質問主意書

第196回国会(常会)

答弁書


答弁書第二〇三号

内閣参質一九六第二〇三号
  平成三十年七月二十七日
内閣総理大臣 安倍 晋三   


       参議院議長 伊達 忠一 殿

参議院議員川田龍平君提出若者のセックスを真剣に考えることに関する質問に対し、別紙答弁書を送付する。

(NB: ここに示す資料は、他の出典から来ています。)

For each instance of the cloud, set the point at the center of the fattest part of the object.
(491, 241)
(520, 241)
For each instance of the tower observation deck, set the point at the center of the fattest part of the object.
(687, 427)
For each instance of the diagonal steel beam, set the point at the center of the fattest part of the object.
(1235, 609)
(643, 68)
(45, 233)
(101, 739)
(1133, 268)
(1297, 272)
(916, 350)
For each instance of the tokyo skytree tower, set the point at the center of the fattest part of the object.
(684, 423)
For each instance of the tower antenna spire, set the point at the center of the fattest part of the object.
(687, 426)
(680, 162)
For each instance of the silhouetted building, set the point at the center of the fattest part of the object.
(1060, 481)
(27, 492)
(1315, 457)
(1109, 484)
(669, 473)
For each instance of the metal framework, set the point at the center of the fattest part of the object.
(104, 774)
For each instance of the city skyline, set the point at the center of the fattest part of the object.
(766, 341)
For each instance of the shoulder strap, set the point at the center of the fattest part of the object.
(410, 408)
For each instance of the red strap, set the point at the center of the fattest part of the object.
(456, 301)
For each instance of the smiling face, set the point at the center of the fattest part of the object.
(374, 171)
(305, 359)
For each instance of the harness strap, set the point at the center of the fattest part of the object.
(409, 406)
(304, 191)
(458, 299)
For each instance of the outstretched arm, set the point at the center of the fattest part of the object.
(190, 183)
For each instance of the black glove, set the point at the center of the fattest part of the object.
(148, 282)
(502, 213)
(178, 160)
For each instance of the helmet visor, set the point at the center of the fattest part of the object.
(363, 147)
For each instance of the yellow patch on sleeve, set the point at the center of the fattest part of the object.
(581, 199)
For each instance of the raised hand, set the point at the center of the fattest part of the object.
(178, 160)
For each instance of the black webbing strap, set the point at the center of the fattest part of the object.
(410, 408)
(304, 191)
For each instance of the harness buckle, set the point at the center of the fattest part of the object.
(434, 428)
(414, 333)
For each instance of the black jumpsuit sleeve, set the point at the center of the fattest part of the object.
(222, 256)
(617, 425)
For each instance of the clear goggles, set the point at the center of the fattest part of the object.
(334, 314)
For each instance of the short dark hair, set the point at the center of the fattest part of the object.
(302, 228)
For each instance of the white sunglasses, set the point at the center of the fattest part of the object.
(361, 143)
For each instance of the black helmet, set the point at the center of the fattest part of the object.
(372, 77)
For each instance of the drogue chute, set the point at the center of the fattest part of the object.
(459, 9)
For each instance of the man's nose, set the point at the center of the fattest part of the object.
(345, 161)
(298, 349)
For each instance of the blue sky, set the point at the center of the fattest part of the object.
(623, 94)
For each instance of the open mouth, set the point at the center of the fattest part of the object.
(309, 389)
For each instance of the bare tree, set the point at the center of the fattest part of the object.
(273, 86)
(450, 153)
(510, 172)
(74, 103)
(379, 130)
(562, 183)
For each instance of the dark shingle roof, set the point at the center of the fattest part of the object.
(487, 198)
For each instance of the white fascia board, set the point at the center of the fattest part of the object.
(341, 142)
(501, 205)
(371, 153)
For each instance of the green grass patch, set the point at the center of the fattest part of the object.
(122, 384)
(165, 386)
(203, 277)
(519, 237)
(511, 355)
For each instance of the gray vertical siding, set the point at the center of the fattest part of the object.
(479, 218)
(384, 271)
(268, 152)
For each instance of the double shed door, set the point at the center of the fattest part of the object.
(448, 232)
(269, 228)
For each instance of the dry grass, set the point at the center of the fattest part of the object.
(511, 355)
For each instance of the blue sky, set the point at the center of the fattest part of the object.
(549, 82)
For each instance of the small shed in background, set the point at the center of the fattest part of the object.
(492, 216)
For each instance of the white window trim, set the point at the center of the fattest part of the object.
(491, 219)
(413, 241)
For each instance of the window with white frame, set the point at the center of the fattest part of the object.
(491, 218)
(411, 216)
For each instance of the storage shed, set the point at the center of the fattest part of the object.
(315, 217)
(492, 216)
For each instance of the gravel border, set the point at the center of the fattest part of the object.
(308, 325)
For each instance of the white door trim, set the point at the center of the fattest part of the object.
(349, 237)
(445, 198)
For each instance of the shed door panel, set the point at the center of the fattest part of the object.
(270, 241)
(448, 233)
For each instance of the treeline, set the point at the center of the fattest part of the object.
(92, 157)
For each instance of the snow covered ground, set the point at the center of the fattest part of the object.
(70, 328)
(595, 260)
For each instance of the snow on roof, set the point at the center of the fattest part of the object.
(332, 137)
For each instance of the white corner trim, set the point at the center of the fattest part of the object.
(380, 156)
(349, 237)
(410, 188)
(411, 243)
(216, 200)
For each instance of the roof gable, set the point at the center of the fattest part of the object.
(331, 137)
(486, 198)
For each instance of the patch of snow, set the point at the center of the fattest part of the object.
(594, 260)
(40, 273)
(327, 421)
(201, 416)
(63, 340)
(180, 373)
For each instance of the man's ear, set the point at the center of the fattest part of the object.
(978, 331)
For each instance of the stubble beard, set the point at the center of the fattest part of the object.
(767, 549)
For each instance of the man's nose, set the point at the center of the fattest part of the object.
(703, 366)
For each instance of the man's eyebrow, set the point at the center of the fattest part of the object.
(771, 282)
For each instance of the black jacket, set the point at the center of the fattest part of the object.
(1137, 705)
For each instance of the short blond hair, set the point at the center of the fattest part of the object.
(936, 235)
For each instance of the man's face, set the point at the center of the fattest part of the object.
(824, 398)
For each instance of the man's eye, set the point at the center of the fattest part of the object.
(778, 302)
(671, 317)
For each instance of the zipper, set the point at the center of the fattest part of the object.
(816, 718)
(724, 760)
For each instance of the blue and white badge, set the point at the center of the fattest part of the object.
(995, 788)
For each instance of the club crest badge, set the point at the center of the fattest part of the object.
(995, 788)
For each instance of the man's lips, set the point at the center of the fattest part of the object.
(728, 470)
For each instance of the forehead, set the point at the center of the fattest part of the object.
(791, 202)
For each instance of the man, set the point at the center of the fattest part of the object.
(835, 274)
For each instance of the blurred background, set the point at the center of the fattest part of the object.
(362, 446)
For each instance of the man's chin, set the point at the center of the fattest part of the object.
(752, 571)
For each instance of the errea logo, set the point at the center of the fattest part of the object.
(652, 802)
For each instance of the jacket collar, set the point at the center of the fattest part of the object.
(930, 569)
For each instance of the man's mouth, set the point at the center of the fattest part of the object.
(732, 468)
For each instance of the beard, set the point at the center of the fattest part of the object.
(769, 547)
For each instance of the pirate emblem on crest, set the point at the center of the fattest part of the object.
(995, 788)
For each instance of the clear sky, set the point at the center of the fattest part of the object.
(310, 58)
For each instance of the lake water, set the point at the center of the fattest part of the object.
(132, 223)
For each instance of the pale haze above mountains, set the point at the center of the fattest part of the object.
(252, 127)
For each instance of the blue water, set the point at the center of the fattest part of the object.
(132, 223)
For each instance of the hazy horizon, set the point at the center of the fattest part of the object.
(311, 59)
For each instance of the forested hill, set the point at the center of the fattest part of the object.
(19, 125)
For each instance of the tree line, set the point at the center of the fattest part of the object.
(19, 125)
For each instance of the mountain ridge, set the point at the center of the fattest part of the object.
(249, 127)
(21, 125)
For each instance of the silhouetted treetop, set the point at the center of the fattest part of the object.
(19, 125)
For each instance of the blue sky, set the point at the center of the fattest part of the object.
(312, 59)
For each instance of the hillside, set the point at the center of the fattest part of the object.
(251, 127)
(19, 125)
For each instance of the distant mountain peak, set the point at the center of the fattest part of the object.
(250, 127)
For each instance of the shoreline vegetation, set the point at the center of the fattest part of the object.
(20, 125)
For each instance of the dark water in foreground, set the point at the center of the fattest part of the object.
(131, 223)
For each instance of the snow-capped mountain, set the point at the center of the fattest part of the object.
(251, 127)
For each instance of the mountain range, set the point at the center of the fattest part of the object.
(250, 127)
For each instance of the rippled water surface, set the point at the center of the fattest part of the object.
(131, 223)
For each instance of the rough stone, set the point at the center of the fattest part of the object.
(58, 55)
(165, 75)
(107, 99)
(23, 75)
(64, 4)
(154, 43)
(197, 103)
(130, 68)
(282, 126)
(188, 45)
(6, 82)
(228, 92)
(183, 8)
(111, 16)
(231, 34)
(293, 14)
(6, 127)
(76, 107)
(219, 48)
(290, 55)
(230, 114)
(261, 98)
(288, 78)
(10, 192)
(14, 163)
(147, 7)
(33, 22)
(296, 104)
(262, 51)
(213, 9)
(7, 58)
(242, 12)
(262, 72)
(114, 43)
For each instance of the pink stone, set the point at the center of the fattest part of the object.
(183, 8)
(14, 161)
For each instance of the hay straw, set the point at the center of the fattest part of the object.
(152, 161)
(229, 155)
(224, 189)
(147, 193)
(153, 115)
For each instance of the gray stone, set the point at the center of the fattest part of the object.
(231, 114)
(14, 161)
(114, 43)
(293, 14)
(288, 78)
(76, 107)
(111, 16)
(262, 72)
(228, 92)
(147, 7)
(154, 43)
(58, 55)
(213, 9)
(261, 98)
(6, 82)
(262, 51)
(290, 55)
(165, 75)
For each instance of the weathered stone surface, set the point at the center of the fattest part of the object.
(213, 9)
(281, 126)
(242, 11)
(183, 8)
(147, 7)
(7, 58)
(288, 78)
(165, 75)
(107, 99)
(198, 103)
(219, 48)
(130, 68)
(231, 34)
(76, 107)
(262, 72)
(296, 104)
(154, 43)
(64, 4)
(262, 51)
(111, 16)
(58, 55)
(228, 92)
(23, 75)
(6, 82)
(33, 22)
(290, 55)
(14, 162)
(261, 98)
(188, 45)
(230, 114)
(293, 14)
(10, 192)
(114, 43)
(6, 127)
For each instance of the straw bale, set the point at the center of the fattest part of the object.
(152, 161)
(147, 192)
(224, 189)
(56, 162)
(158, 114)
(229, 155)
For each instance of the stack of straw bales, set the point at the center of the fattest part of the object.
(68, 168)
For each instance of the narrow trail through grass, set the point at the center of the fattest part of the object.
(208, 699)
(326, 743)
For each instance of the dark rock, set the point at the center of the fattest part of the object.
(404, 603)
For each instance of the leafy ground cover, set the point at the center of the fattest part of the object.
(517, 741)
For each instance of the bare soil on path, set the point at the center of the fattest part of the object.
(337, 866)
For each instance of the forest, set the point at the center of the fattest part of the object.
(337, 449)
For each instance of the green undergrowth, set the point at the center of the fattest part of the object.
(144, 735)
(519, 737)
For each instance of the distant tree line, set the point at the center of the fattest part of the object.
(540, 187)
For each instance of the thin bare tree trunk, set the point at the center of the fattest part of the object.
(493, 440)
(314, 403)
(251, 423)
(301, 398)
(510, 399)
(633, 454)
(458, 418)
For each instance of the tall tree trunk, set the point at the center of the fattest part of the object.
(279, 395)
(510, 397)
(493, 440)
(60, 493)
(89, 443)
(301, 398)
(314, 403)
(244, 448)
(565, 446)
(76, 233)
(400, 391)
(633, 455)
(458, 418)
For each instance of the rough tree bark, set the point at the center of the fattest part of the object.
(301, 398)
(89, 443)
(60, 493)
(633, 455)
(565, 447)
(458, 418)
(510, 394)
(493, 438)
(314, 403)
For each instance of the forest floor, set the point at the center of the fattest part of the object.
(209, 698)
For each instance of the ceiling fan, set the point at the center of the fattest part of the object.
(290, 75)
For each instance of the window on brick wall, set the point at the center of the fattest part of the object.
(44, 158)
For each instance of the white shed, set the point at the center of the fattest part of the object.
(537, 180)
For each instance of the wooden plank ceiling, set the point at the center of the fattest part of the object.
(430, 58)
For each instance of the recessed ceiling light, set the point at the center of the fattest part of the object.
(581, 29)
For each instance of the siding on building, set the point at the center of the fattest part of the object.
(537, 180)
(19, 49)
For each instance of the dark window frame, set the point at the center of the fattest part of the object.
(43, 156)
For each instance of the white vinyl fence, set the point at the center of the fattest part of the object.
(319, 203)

   参議院議員川田龍平君提出若者のセックスを真剣に考えることに関する質問に対する答弁書

一について

 お尋ねの「いわゆる「はどめ規定」」については、中央教育審議会で平成二十年一月十七日に取りまとめられた「幼稚園、小学校、中学校、高等学校及び特別支援学校の学習指導要領等の改善について(答申)」において、「「(…の)事項は扱わないものとする」等と定める、いわゆる「はどめ規定」は、これらの発展的な内容を教えてはならないという趣旨ではなく、すべての子どもに共通に指導するべき事項ではないという趣旨である」とされている。
 また、中学校学習指導要領(平成二十年文部科学省告示第二十八号)においては、「第二章以下に示す内容の取扱いのうち内容の範囲や程度等を示す事項は、すべての生徒に対して指導するものとする内容の範囲や程度等を示したものであり、学校において特に必要がある場合には、この事項にかかわらず指導することができる。ただし、これらの場合には、第二章以下に示す各教科、道徳及び特別活動並びに各学年、各分野又は各言語の目標や内容の趣旨を逸脱したり、生徒の負担過重となったりすることのないようにしなければならない」とされている。
 御指摘の「解釈」及び「不当に萎縮させない」の意味するところが必ずしも明らかではないが、性に関する指導に当たっては、発達の段階を踏まえること、学校全体で共通理解を図ることや保護者の理解を得ることに配慮するとともに、性的な発達への適応については、個々の生徒間で発達の差異が大きいことから、集団で一律に指導する内容と、個々の生徒の抱えている問題に応じ個別に指導する内容を区別して指導することとしているところであり、中学校学習指導要領において「妊娠の経過は取り扱わない」としていることは、特段不合理であるとは考えていない。

二について

 お尋ねの「活用」の具体的に意味するところが必ずしも明らかではないが、性に関する指導に対する価値観は国によって異なるため、御指摘の「ガイダンス」の有用性も含め、性に関する指導の在り方については、今後とも検討していくことが必要であると考えている。

三について

 御指摘の「全ての子どもたちが安心して頼れる、科学的証拠に基づいた性に関する包括的内容を扱うウェブコンテンツ」の意味するところが必ずしも明らかではないが、例えば、厚生労働科学研究費補助金により作成された女性の健康に関するウェブサイトである「女性の健康推進室 ヘルスケアラボ」においては、「ひとりで悩まない思春期の性と健康」等をテーマに、性に関する正しい知識の普及啓発等を行っている。

四について

 御指摘の「事前の避妊手段の多様化と低廉化、アクセシビリティの向上」については、保健衛生上の観点等から、慎重な検討を要するものと考えている。政府としては、予期せぬ妊娠に悩む女性を減らすためには、避妊等に関する正しい知識を身につけることも重要であると考えており、厚生労働省のホームページにおいて、避妊方法や性感染症を含めた思春期の体や心に関する正しい知識の普及啓発のためのリーフレットを掲載しているところである。

五について

 お尋ねの「若者の健康支援の観点からの機能を追加すること」の意味するところが必ずしも明らかではないが、性犯罪・性暴力被害者のためのワンストップ支援センター(以下「センター」という。)は、性犯罪・性暴力被害者に、被害直後からの総合的な支援を可能な限り一か所で提供することにより、被害者の心身の負担を軽減し、その健康の回復を図ることを目的とするものであり、センターに被害者支援とは別の機能を追加することについては、潜在化、継続化、深刻化する傾向が高い性犯罪・性暴力被害の特殊性を踏まえ、慎重に検討する必要があると考えている。